[Math] Combined Data Set Standard Deviation

statistics

Can the sample deviation of a combined data set be lower than the sample deviations of each separate data set?
So, at first thought, my answer was no and that it can be equal to that of each separate data set at the lowest. However, when I tried to show this, I supposed
that the mean, sample standard deviations, and sample size of both data sets are equal.

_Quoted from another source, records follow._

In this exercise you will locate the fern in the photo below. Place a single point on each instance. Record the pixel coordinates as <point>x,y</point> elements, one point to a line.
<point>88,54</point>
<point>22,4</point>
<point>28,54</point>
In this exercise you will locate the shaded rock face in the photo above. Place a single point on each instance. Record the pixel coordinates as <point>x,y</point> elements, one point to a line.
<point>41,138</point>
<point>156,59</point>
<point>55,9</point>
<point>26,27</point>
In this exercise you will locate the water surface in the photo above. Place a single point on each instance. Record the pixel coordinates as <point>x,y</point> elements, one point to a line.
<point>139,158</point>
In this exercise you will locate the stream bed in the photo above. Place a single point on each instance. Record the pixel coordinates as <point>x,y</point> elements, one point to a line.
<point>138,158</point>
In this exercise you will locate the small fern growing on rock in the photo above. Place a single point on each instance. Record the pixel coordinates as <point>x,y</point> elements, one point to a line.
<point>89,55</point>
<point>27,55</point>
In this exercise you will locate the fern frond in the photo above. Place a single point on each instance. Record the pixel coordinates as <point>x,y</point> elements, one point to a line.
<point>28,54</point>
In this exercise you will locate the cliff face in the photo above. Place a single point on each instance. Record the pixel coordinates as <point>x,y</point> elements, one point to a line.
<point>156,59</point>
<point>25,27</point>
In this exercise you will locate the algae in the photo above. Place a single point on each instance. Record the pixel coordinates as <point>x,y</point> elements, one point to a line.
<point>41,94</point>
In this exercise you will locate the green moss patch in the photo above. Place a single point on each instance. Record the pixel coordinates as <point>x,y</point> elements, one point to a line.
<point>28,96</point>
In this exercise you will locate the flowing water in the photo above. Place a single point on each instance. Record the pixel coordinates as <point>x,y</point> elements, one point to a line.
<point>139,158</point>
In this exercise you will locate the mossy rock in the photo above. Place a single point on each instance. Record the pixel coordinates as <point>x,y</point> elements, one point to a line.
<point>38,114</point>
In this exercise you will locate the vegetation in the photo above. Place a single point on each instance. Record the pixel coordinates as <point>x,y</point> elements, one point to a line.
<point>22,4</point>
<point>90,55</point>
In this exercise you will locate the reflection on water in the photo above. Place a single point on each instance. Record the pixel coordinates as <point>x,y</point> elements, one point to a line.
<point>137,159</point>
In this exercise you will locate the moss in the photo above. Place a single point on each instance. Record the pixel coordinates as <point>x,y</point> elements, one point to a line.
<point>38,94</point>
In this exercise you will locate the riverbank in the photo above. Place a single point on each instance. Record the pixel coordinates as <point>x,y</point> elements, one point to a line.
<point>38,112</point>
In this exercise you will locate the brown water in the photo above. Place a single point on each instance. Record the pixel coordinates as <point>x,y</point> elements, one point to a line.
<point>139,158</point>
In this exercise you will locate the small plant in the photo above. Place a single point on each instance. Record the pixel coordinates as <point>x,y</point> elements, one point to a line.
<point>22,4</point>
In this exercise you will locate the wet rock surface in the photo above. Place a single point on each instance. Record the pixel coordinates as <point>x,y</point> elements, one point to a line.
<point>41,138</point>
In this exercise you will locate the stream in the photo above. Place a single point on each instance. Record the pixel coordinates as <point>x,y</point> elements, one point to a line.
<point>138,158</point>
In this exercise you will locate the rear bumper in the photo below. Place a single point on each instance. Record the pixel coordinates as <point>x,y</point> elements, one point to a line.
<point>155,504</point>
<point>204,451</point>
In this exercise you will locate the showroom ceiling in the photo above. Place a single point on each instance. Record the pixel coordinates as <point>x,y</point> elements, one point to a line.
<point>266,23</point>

Fooling around with some examples such as:
$$\text{data set 1 = data set 2: 1,2,3,4,5} \quad N=5, \mu=3, s\approx 1.58 \Rightarrow$$
$$ \text{combined data set: 1,1,2,2,3,3,4,4,5,5} \quad N=10,\mu=3 s\approx 1.49$$
So I'm thinking that for all sample data sets in which the sample sizes, sample standard deviations, and mean are equal, the sample standard deviation of the combined
data set will be lower, while it will approach an equal value as $N$ goes to infinity.

How can I show this mathematically?

Best Answer

Usually the sample variance is taken to be the unbiased estimator of $\sigma_X^2$:$$ s^2\equiv \frac{1}{N-1} \sum_{i = 1}^{N} (x_i - \bar{X})^2$$

So when you combine two identical data sets, the sample size doubles $N \to 2N$, the sample mean $\bar{X}$ is unchanged, the sum of squares $\sum_{i = 1}^{N} (x_i - \bar{X})^2$ also doubles, and you divide it by a number that is slightly less than doubled $2N -1$.

When $N \to \infty$, the sample size approaches "being doubled" $(2N-1)/N \to 2$ and $s^2 \to \sigma_X^2$, approaching what you call "equal value".